The BBC need to find out what an index is

Oh dear me. The BBC need to find out what the difference between "an index" and "a change in an index" is.

Yesterday, their bulletins were routinely announcing that the Retail Price Index is at its "lowest ever".

Similarly, BBC Online stated:

But a sharp fall in mortgage repayments caused the Retail Prices Index (RPI), which includes housing costs, to fall to zero for the first time in 49 years.

Well, no actually. According to the Office for National Statistics, the Retail Prices Index is at 211.4. Far from zero.

What BBC Online should have stated is that "Retail Prices Index inflation" has fallen to zero for the first time in 49 years.

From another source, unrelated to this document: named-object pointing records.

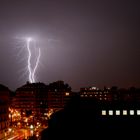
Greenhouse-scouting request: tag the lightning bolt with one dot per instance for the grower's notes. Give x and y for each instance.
(32, 70)
(36, 65)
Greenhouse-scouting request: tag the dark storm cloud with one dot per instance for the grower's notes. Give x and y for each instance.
(91, 42)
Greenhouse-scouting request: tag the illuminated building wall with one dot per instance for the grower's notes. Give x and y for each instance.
(4, 113)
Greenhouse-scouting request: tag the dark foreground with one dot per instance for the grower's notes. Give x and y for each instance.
(83, 120)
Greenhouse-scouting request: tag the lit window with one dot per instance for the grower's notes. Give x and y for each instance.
(131, 112)
(117, 112)
(67, 93)
(138, 112)
(103, 112)
(110, 112)
(124, 112)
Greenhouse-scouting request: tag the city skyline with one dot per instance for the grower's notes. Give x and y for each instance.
(84, 43)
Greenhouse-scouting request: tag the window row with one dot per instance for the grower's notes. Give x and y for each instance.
(120, 112)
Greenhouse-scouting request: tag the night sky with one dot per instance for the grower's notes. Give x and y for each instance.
(84, 43)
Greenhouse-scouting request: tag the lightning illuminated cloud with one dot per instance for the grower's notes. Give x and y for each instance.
(30, 69)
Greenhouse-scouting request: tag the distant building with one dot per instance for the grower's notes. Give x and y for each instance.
(31, 98)
(94, 92)
(58, 95)
(4, 112)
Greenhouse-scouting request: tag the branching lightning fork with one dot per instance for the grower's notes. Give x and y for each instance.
(32, 70)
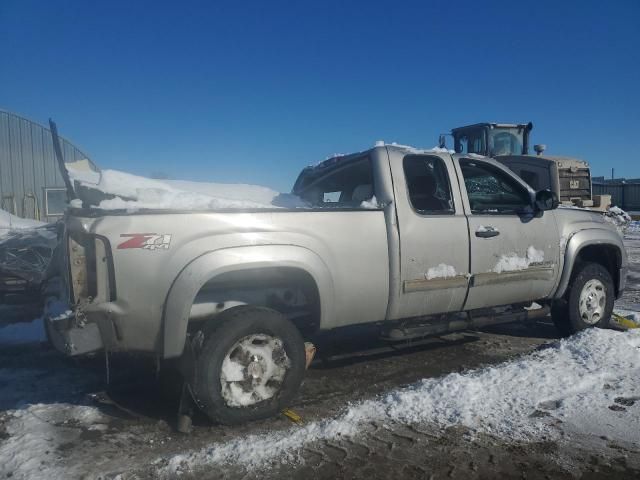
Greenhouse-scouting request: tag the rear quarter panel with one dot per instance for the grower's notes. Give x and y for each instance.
(352, 245)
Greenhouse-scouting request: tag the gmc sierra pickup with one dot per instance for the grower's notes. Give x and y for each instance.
(417, 242)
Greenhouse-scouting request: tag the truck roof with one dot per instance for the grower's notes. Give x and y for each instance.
(491, 124)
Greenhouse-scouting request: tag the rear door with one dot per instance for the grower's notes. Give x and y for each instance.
(514, 252)
(434, 242)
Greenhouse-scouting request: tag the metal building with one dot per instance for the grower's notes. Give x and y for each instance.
(30, 182)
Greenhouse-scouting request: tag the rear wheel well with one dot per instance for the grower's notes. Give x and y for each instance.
(290, 291)
(606, 255)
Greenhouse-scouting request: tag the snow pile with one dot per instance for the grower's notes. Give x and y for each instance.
(441, 271)
(34, 435)
(619, 218)
(9, 222)
(512, 262)
(133, 192)
(573, 382)
(23, 332)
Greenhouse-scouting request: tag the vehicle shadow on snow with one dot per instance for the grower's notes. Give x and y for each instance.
(348, 361)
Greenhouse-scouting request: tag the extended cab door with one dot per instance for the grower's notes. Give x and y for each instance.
(434, 239)
(514, 251)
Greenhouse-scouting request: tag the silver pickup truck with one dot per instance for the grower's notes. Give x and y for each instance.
(416, 242)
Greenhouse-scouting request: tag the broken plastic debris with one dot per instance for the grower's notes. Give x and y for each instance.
(310, 352)
(625, 322)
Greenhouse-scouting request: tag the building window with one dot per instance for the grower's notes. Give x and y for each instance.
(55, 201)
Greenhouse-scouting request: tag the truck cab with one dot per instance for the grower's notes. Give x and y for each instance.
(569, 178)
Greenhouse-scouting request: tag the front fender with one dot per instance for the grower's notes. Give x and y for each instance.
(581, 239)
(204, 268)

Similarly, those bulletins which hailed the "lowest Retail Prices Index ever" would have been more correct in saying that 'last month the Retail Prices Index was the lowest since the previous month'. What they meant to say, I think, is that 'the rate of change in the Retail Prices Index was the lowest ever'. But that is not so sexy is it?

The Office for National Statistics reported the situation correctly, as you would expect:

Retail Prices Index (RPI) inflation (my bolding) slowed to 0.0 per cent in February, down from 0.1 per cent in January

...RPI is the Retail Prices Index. The uses of the RPI and its derivatives include indexation of pensions, state benefits and index-linked gilts.


Inflation is the percentage change in the index compared with the same month one year previously.